Quebec-Ontario electricity trade is smart, but not simple – by Christopher Ragan (Globe and Mail – August 26, 2014)

The Globe and Mail is Canada’s national newspaper with the second largest broadsheet circulation in the country. It has enormous influence on Canada’s political and business elite.

Last week, Quebec’s and Ontario’s premiers announced their desire to work together on crucial issues, including climate change, interprovincial trade and infrastructure. It is very positive for Canada when our two largest provinces recognize the benefits of co-operation. We should certainly hope they succeed, but let’s also be mindful of the obstacles in their way.

Especially interesting is the prospect of greater interprovincial trade in electricity. This would be a game-changer in Canada, and a very positive one. Quebec has a great deal of low-cost hydroelectricity available to export, and its current U.S. markets are becoming less interested in purchasing long-distance hydro power because of their own development of low-price shale gas.

At the same time, Ontario’s economy continues to grow but has few options for increasing its electricity capacity at costs anywhere close to Quebec’s. So the idea of Ontario buying electricity from Quebec is obviously sensible.

Any idea that is so obviously sensible must have serious problems, and there are at least three that come to mind.

The first will be the pressures from within Ontario to resist importing cheaper Quebec electricity. It will be argued that Ontario has built a world-class nuclear industry and that refurbishing existing nuclear plants and building new ones is necessary to keep this expertise at home.
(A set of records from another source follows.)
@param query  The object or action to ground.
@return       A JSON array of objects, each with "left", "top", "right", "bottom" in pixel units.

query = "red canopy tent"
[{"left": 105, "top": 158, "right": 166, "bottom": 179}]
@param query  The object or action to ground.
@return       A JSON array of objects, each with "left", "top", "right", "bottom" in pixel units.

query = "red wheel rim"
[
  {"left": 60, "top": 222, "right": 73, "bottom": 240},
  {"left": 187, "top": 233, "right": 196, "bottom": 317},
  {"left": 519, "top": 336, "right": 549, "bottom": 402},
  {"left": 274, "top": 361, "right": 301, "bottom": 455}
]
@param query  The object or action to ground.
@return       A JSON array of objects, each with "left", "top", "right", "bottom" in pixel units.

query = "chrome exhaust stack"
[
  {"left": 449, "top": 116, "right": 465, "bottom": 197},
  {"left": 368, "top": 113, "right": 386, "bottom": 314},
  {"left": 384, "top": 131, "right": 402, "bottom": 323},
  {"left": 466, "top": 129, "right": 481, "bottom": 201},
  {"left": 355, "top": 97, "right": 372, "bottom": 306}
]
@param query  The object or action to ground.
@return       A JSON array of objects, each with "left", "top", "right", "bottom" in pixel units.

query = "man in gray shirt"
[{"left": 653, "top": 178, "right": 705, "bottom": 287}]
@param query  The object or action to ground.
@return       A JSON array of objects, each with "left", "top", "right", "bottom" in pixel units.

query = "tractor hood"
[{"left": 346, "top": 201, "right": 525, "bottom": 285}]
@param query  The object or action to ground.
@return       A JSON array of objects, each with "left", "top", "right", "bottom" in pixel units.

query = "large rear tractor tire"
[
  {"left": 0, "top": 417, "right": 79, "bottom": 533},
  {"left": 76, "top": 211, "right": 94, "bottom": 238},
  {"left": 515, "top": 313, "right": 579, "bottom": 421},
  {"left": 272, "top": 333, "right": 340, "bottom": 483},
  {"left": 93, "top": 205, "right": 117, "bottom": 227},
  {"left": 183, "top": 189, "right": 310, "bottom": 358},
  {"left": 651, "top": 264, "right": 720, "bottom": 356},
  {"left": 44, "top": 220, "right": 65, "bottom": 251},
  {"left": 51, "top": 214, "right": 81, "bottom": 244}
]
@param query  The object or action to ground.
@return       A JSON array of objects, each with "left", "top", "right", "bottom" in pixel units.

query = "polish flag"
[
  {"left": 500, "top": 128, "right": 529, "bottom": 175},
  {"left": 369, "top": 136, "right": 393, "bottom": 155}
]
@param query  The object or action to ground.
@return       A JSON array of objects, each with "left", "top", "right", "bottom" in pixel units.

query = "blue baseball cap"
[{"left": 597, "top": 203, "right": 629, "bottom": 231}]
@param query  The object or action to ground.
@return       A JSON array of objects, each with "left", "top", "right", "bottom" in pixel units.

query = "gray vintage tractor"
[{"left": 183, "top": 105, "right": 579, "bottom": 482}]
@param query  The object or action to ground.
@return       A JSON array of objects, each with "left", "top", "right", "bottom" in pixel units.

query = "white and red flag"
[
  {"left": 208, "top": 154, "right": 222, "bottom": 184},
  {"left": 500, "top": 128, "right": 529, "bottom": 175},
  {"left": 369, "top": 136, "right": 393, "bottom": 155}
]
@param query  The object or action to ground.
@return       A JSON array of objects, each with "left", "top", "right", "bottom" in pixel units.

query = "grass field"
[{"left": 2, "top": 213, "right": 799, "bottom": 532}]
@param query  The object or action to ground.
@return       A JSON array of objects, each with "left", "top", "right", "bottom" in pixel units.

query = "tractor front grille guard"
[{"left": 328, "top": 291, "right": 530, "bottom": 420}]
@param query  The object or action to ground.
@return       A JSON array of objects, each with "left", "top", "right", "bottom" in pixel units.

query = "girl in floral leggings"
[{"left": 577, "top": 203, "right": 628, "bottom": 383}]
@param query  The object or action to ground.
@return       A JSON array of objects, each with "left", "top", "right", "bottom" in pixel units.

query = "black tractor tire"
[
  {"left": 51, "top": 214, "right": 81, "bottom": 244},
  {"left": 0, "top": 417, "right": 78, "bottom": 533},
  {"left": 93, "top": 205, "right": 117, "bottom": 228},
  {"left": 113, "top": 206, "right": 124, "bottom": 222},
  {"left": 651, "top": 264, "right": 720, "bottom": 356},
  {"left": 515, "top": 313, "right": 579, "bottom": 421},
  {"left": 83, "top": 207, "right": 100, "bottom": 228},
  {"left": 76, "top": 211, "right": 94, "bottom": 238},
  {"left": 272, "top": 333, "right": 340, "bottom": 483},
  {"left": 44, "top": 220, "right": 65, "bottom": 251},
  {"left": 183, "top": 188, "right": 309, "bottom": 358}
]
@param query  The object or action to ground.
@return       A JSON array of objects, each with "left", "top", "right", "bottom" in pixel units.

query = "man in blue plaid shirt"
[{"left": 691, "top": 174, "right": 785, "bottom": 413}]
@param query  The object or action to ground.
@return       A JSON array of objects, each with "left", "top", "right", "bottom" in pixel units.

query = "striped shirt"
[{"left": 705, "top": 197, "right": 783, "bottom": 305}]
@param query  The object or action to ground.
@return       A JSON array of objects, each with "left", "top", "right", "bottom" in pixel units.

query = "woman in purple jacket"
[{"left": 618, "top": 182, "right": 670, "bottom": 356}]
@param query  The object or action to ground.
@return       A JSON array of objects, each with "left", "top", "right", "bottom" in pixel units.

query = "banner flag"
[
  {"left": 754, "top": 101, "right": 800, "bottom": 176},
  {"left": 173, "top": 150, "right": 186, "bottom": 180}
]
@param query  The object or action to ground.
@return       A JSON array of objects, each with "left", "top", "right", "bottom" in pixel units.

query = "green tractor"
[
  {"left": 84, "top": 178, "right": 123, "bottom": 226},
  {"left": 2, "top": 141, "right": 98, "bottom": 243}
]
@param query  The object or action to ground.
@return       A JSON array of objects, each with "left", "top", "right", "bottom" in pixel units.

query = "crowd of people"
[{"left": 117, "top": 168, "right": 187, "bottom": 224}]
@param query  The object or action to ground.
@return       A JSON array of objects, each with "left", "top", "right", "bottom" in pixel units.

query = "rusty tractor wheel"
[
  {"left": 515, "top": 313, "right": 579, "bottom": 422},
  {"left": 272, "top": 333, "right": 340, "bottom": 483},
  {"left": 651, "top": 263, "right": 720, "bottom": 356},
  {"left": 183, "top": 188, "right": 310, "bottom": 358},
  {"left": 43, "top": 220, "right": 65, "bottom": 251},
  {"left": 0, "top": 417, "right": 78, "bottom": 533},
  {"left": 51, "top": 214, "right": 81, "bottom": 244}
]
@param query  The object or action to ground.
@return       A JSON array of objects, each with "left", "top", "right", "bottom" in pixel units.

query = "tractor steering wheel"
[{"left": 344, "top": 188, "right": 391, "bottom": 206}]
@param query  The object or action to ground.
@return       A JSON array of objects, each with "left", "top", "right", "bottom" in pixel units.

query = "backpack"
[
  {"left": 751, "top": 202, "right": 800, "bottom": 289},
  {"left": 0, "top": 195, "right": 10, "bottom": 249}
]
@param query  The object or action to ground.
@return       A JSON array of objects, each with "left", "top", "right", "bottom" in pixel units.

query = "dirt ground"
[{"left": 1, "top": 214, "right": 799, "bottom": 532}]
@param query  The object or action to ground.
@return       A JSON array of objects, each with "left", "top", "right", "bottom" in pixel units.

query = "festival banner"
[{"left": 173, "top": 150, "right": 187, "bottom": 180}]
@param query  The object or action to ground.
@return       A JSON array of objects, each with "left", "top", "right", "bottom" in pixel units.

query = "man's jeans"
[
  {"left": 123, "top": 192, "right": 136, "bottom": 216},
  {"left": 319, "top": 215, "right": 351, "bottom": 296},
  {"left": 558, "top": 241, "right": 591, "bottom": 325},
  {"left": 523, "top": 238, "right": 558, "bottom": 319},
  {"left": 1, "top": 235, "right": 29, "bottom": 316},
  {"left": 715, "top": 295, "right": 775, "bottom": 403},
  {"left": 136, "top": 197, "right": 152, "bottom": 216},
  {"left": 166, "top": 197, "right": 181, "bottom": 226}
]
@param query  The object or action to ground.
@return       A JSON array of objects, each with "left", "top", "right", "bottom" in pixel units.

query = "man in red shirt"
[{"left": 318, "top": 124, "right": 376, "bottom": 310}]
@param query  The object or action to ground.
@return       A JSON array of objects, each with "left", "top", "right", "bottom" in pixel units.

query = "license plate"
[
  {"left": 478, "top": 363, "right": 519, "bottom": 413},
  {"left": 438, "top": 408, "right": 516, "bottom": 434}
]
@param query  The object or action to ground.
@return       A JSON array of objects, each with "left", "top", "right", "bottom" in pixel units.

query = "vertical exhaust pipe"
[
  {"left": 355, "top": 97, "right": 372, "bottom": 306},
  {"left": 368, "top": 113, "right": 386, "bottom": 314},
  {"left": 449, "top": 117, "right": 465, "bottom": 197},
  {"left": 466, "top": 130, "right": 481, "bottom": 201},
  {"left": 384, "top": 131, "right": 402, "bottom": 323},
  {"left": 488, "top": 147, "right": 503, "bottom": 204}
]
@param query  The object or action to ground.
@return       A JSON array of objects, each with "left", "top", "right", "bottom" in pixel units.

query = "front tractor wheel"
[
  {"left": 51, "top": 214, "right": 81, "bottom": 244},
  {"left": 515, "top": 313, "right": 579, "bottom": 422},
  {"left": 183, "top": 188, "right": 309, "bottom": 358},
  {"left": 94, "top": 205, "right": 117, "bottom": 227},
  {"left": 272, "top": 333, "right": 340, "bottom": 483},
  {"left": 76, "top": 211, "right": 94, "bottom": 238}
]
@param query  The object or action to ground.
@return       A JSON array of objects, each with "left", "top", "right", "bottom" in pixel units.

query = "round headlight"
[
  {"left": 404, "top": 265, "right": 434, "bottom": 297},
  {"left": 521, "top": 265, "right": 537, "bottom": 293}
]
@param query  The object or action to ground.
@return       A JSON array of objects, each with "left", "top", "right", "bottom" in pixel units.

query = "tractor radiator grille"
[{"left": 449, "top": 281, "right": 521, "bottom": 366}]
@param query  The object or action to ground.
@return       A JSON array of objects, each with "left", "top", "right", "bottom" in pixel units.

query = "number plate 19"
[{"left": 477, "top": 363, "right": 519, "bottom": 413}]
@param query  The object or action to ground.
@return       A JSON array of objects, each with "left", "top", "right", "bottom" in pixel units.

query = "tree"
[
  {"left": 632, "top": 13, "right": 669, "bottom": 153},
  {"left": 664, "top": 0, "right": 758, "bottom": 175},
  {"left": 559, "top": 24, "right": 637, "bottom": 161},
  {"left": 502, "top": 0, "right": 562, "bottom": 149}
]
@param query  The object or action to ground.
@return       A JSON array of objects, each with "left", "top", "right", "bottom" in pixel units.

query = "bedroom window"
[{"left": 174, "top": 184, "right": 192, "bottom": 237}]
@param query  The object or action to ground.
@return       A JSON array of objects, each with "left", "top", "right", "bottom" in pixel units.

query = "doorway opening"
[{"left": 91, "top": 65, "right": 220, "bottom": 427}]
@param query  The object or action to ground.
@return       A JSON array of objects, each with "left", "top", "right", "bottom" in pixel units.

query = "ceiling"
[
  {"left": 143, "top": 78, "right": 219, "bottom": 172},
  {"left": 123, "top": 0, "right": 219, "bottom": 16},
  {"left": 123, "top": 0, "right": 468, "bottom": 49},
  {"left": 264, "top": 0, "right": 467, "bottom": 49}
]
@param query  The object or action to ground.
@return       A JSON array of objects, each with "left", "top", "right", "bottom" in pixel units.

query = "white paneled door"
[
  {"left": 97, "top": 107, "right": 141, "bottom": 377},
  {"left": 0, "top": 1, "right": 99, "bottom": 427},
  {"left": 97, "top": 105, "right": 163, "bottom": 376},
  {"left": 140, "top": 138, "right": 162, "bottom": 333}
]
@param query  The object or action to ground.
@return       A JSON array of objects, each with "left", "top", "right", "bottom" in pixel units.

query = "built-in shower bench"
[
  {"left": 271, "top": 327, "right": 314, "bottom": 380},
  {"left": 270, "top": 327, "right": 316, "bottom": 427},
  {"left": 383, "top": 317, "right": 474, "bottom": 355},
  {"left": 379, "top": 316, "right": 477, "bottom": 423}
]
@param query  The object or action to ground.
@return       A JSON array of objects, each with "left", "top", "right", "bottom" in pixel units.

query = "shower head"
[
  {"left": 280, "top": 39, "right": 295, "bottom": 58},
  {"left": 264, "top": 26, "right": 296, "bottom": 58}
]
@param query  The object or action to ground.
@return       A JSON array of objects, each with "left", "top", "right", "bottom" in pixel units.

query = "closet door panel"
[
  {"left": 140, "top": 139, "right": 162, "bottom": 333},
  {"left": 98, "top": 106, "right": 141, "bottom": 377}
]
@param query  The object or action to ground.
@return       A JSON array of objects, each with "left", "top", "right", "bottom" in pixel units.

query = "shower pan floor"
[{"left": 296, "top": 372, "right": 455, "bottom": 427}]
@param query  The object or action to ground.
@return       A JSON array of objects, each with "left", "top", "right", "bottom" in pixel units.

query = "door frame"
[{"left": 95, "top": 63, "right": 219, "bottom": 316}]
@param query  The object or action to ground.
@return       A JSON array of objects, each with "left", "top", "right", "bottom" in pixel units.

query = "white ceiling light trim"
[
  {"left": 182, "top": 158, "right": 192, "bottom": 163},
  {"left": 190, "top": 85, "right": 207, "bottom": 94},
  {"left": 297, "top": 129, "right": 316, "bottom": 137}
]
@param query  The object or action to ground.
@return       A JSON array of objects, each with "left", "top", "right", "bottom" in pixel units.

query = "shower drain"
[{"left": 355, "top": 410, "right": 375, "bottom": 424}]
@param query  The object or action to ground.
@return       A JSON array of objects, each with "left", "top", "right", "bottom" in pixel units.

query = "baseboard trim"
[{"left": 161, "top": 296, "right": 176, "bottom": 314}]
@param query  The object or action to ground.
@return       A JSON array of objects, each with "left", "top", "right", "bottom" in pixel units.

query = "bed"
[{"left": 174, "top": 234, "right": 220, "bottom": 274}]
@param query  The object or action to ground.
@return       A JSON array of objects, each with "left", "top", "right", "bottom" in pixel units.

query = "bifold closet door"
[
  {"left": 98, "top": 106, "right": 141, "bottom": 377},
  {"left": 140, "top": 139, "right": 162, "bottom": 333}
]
The fact that approximately nobody in the rest of the world wants to purchase this expertise or the associated technology will be ignored, or perhaps held up as an example of how government needs to do more to sell these products. Other “anti-importers” in Ontario will argue along the lines of securing jobs and economic development – that building electricity capacity (of any kind) within Ontario keeps the projects and associated construction jobs at home.

Though they may be dressed up and spun differently, these arguments are nothing more than simple protectionism. Hopefully Ontario Premier Kathleen Wynne will see this and focus on the bigger picture: In a world where Ontario needs electricity and Quebec has it in spades, it can only be good for Ontario to purchase it.

This brings us to the second obstacle, and it will come from la belle province. Quebeckers have no problem with selling their surplus electricity to Vermont and New York at prices that exceed the internal Quebec ones. Except in a few small industries, Quebec firms do not see themselves as competing with American ones.